The government on Tuesday relocated 1,804 displaced Rohingya people of Myanmar to Bhasan Char island from Chattogram, Bangladesh Navy commodore Abdullah Al Mamun Chowdhury, who is also project director of the Bhasan Char island development project, told New Age.
‘Initially, the government had a plan to relocate about 700 people in the second phase. But due to expression of spontaneous voluntary intent to go to the island, we had to increase the number to take over 1,100 people. Finally we took 1,804 people,’ he said.
They belong to about 427 families and each of the families would get a house in the colonies built at the Bhasan Char island, a government official said.
A fleet of Bangladesh Navy ships started from Chattogram Boat Club jetty at about 9:30am and reached the island after a four-hour journey, he said.
It was the second phase of transfer as the government was planning to take about 1,00,000 of at least 11 lakh members of the community to decongest the existing camps situated in areas adjacent to borders with Myanmar.
In the first batch, a total of 1,642 Rohingya people were taken to Bhasan Char on December 3.
According to the release, the Bangladesh government invested more than Tk 3,100 crore to develop the 13,000 acres island in the Bay of Bengal with all amenities, uninterrupted supply of electricity and water, agricultural plots, cyclone shelters, two hospitals, four community clinics, mosques, warehouses, telecommunication services, police station, recreation and learning centres, playgrounds, etc.
The island is connected with the mainland through waterways.
In addition to government agencies, around 22 NGOs are already there to extend all possible support to the relocated Rohingyas, according to the government information.
The relocation is a part of the broader plan of repatriation which is the only priority for the Bangladesh government, the foreign ministry said on December 3.
The skill development and livelihood opportunity that the Rohingyas would be able to avail in Bhashan Char would prepare them for their reintegration in the Myanmar society upon return, it said.
The government earlier rescued over 300 Rohiyangas, who had made an attempt to go to a third country by boat arranged by human traffickers, to Bhasan Char.
A total of 8,60,000 Rohingyas, mostly women, children and aged people, entered Bangladesh fleeing unbridled murder, arson and rape during ‘security operations’ by Myanmar military in Rakhine, what the United Nations denounced as ethnic cleansing and genocide, beginning from August 25, 2017.

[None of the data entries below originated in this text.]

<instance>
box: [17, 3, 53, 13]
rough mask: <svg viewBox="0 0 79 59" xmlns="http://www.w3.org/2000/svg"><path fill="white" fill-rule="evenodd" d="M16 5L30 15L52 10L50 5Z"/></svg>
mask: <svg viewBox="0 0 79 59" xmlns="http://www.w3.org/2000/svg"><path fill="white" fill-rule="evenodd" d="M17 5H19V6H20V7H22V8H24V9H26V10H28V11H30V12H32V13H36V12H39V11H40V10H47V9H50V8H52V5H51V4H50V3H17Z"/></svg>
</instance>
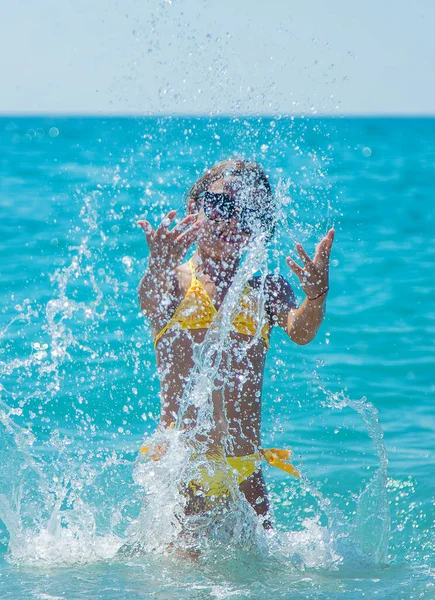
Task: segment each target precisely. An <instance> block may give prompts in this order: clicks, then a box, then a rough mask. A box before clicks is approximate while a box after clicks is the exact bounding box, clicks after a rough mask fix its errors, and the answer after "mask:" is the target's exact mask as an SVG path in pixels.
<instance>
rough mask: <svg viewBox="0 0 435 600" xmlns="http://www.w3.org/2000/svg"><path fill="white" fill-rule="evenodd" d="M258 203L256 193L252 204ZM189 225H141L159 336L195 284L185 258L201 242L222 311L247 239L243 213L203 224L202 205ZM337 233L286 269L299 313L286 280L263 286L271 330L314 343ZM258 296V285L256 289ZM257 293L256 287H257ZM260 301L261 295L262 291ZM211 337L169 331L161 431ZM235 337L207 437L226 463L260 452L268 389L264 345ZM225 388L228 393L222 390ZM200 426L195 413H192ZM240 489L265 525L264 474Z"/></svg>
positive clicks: (198, 276) (160, 354)
mask: <svg viewBox="0 0 435 600" xmlns="http://www.w3.org/2000/svg"><path fill="white" fill-rule="evenodd" d="M210 191H212V192H215V193H225V194H228V195H232V196H233V197H234V199H235V200H236V204H237V199H238V194H239V193H240V190H239V189H237V185H235V184H234V181H233V180H231V179H225V180H223V179H222V180H219V181H217V182H215V183H214V184H213V185H212V186H211V187H210ZM253 200H254V201H255V193H254V196H253ZM189 212H190V213H191V214H190V215H189V216H188V217H186V218H185V219H183V220H182V221H181V222H180V223H179V224H178V225H176V226H175V227H174V228H172V229H170V223H171V222H172V221H173V219H174V218H175V211H171V212H170V213H168V215H167V217H166V218H165V219H164V220H163V221H162V223H161V224H160V226H159V227H158V228H157V229H156V231H154V230H153V229H152V227H151V225H150V224H149V223H147V222H146V221H139V224H140V225H141V227H142V228H143V230H144V232H145V235H146V238H147V242H148V245H149V249H150V257H149V263H148V269H147V272H146V273H145V275H144V277H143V279H142V281H141V283H140V286H139V301H140V305H141V310H142V311H143V312H144V313H145V314H146V315H147V317H148V318H149V320H150V323H151V327H152V331H153V336H154V337H155V336H156V335H157V334H158V332H159V331H160V330H161V329H162V328H163V327H164V326H165V325H166V323H167V322H168V321H169V320H170V318H171V316H172V315H173V313H174V311H175V310H176V308H177V307H178V305H179V304H180V302H181V301H182V300H183V298H184V296H185V294H186V292H187V291H188V289H189V287H190V284H191V279H192V277H191V271H190V267H189V265H188V264H187V263H183V258H184V256H185V254H186V253H187V251H188V249H189V247H190V246H191V245H192V244H193V243H194V242H196V252H195V254H194V257H193V262H194V265H195V271H196V276H197V278H198V279H199V280H200V282H201V283H202V284H203V286H204V288H205V290H206V292H207V293H208V295H209V297H210V300H211V301H212V303H213V304H214V306H215V307H216V309H219V307H220V305H221V304H222V302H223V300H224V298H225V295H226V293H227V291H228V289H229V287H230V286H231V283H232V281H233V278H234V275H235V273H236V271H237V267H238V264H239V261H240V258H241V256H242V254H243V252H244V248H245V247H246V244H247V242H248V240H249V235H248V234H245V233H242V232H240V230H239V227H238V218H237V210H236V213H235V215H234V216H233V217H231V219H229V220H227V221H223V222H216V221H213V220H211V219H208V218H207V217H205V215H204V213H203V211H202V210H201V205H198V204H197V203H195V202H193V201H192V200H191V201H189ZM332 240H333V231H332V230H331V231H330V232H329V233H328V235H327V236H326V237H325V238H323V240H322V241H321V242H320V244H319V245H318V247H317V252H316V256H315V258H314V260H311V259H310V258H309V256H308V255H307V254H306V252H305V250H304V249H303V248H302V246H301V245H297V247H296V248H297V251H298V253H299V256H300V258H301V260H302V262H303V264H304V267H300V266H299V265H298V264H297V263H295V262H294V261H293V260H292V259H290V258H288V259H287V263H288V265H289V266H290V268H291V269H292V270H293V272H294V273H295V274H296V275H297V277H298V278H299V280H300V281H301V286H302V288H303V289H304V291H305V292H306V293H307V299H306V300H305V301H304V303H302V305H301V306H300V307H299V308H297V307H296V305H295V302H294V295H293V292H292V289H291V287H290V285H289V283H288V282H287V281H286V280H285V279H284V278H283V277H268V278H267V280H266V285H265V290H264V294H265V313H266V315H265V318H266V319H267V321H268V322H269V325H270V328H272V326H274V325H278V326H280V327H282V328H283V329H284V330H285V331H286V332H287V333H288V335H289V337H290V338H291V339H292V340H293V341H295V342H296V343H298V344H305V343H308V342H309V341H311V339H313V338H314V336H315V334H316V332H317V330H318V328H319V326H320V324H321V322H322V319H323V315H324V302H325V299H326V295H327V291H328V272H329V254H330V250H331V246H332ZM252 285H253V287H254V288H255V282H254V281H253V282H252ZM257 287H258V286H257ZM254 293H260V290H259V289H257V290H255V291H254ZM206 333H207V330H201V329H198V330H182V329H175V328H174V329H170V330H168V331H167V332H166V333H165V334H164V335H163V336H162V338H161V339H160V340H159V341H158V343H157V347H156V354H157V364H158V369H159V377H160V384H161V400H162V407H161V425H160V426H162V427H168V426H170V424H171V423H172V422H174V421H175V419H176V415H177V414H178V410H179V401H180V398H181V397H182V396H183V391H184V389H185V386H186V382H187V381H188V380H189V376H190V372H191V370H192V367H193V359H192V352H193V343H197V344H200V343H201V342H202V341H203V339H204V337H205V335H206ZM252 341H253V340H252V338H251V337H250V336H247V335H243V334H241V333H239V332H237V331H235V330H232V331H231V332H230V334H229V343H228V347H227V349H226V351H225V352H224V354H223V356H222V361H221V367H220V371H219V372H218V377H217V381H216V382H215V386H216V388H218V389H216V390H215V391H214V392H213V394H212V402H213V409H214V426H213V427H212V429H211V431H210V432H209V439H208V443H209V444H210V447H213V446H219V445H220V446H222V444H224V445H225V451H226V454H227V455H231V456H245V455H247V454H253V453H256V452H257V451H258V448H259V446H260V425H261V393H262V386H263V375H264V365H265V358H266V351H267V349H266V343H265V341H264V340H263V339H262V338H259V340H258V341H256V342H255V343H252ZM223 383H224V385H222V384H223ZM184 418H186V419H187V420H188V421H187V425H186V427H188V426H189V425H188V423H189V420H190V422H191V423H194V419H195V412H194V411H190V412H189V411H188V412H187V413H186V415H184ZM240 489H241V490H242V492H243V493H244V494H245V496H246V498H247V500H248V501H249V502H250V504H251V505H252V506H253V508H254V510H255V511H256V512H257V514H259V515H261V516H262V517H264V518H265V520H264V526H265V527H270V522H269V520H268V519H267V515H268V511H269V505H268V500H267V494H266V488H265V485H264V480H263V476H262V473H261V470H259V471H257V472H256V473H255V474H254V475H252V476H251V477H250V478H249V479H248V480H246V481H244V482H243V483H242V485H241V486H240Z"/></svg>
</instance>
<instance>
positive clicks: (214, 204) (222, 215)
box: [204, 192, 235, 221]
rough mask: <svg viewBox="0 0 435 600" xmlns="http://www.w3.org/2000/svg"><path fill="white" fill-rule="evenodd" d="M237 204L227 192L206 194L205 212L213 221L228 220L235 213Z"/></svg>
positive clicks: (205, 198)
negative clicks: (234, 210) (236, 204)
mask: <svg viewBox="0 0 435 600" xmlns="http://www.w3.org/2000/svg"><path fill="white" fill-rule="evenodd" d="M234 210H235V204H234V200H233V199H232V198H231V196H227V194H213V193H212V192H206V193H205V194H204V212H205V215H206V217H207V218H209V219H211V220H212V221H227V220H228V219H231V217H232V216H233V214H234Z"/></svg>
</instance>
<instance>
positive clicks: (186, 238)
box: [175, 221, 201, 250]
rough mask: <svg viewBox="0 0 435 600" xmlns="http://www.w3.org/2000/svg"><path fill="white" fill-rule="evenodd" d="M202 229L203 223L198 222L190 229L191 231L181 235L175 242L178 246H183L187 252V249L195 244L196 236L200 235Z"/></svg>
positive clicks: (194, 224)
mask: <svg viewBox="0 0 435 600" xmlns="http://www.w3.org/2000/svg"><path fill="white" fill-rule="evenodd" d="M200 228H201V223H200V222H198V221H197V222H196V223H194V224H193V225H192V226H191V227H189V229H187V231H185V232H184V233H181V234H180V235H179V236H178V237H177V238H176V240H175V242H176V243H177V244H181V245H182V246H183V247H185V248H186V250H187V248H189V246H190V245H191V244H192V243H193V241H194V240H195V238H196V236H197V235H198V233H199V230H200Z"/></svg>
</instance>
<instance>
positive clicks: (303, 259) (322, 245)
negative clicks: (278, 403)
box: [275, 229, 334, 345]
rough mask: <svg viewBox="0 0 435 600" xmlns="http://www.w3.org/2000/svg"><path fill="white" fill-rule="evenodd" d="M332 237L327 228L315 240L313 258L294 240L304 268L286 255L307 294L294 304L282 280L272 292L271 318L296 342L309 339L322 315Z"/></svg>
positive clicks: (326, 280)
mask: <svg viewBox="0 0 435 600" xmlns="http://www.w3.org/2000/svg"><path fill="white" fill-rule="evenodd" d="M333 240H334V230H333V229H331V230H330V231H329V232H328V234H327V235H326V236H325V237H324V238H323V240H322V241H321V242H320V243H319V244H318V246H317V248H316V254H315V256H314V259H313V260H311V259H310V257H309V256H308V254H307V253H306V252H305V250H304V249H303V247H302V245H301V244H297V246H296V249H297V251H298V253H299V256H300V257H301V259H302V262H303V263H304V267H305V268H302V267H300V266H299V265H298V264H297V263H296V262H295V261H294V260H292V259H291V258H290V257H289V258H287V261H286V262H287V264H288V265H289V267H290V268H291V269H292V271H293V272H294V273H295V274H296V276H297V277H298V279H299V281H300V282H301V287H302V289H303V290H304V292H305V294H306V296H307V297H306V298H305V300H304V301H303V302H302V304H301V305H300V306H299V307H296V305H295V303H294V296H293V292H292V291H291V288H290V285H289V284H288V283H287V282H285V284H284V285H281V286H280V290H279V292H278V293H277V294H276V296H277V300H276V302H275V306H276V310H275V314H276V317H275V320H276V321H277V323H278V325H280V326H281V327H282V328H283V329H284V330H285V331H286V332H287V335H288V336H289V337H290V339H291V340H292V341H293V342H295V343H296V344H300V345H304V344H308V343H309V342H311V341H312V340H313V339H314V338H315V336H316V334H317V332H318V330H319V328H320V325H321V324H322V321H323V317H324V316H325V302H326V296H327V294H328V290H329V257H330V254H331V248H332V242H333ZM284 281H285V280H284Z"/></svg>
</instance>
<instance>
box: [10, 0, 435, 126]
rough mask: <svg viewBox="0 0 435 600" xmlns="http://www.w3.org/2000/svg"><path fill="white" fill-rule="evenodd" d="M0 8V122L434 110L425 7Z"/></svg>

The latest Rohingya influx took the number of undocumented Myanmar nationals and registered refugees in Bangladesh to over 1.1 million, according to estimates by UN agencies and Bangladesh foreign ministry.
Not a single Rohingya returned to their home in Rakhine as the Myanmar government has almost stalled the Rohingya repatriation process resorting to various means, including near discontinuation of clearing of names of the refugees eligible to go back to their homeland and an unwillingness to hold meetings of the bilateral joint working group and the tripartite mechanism led by China.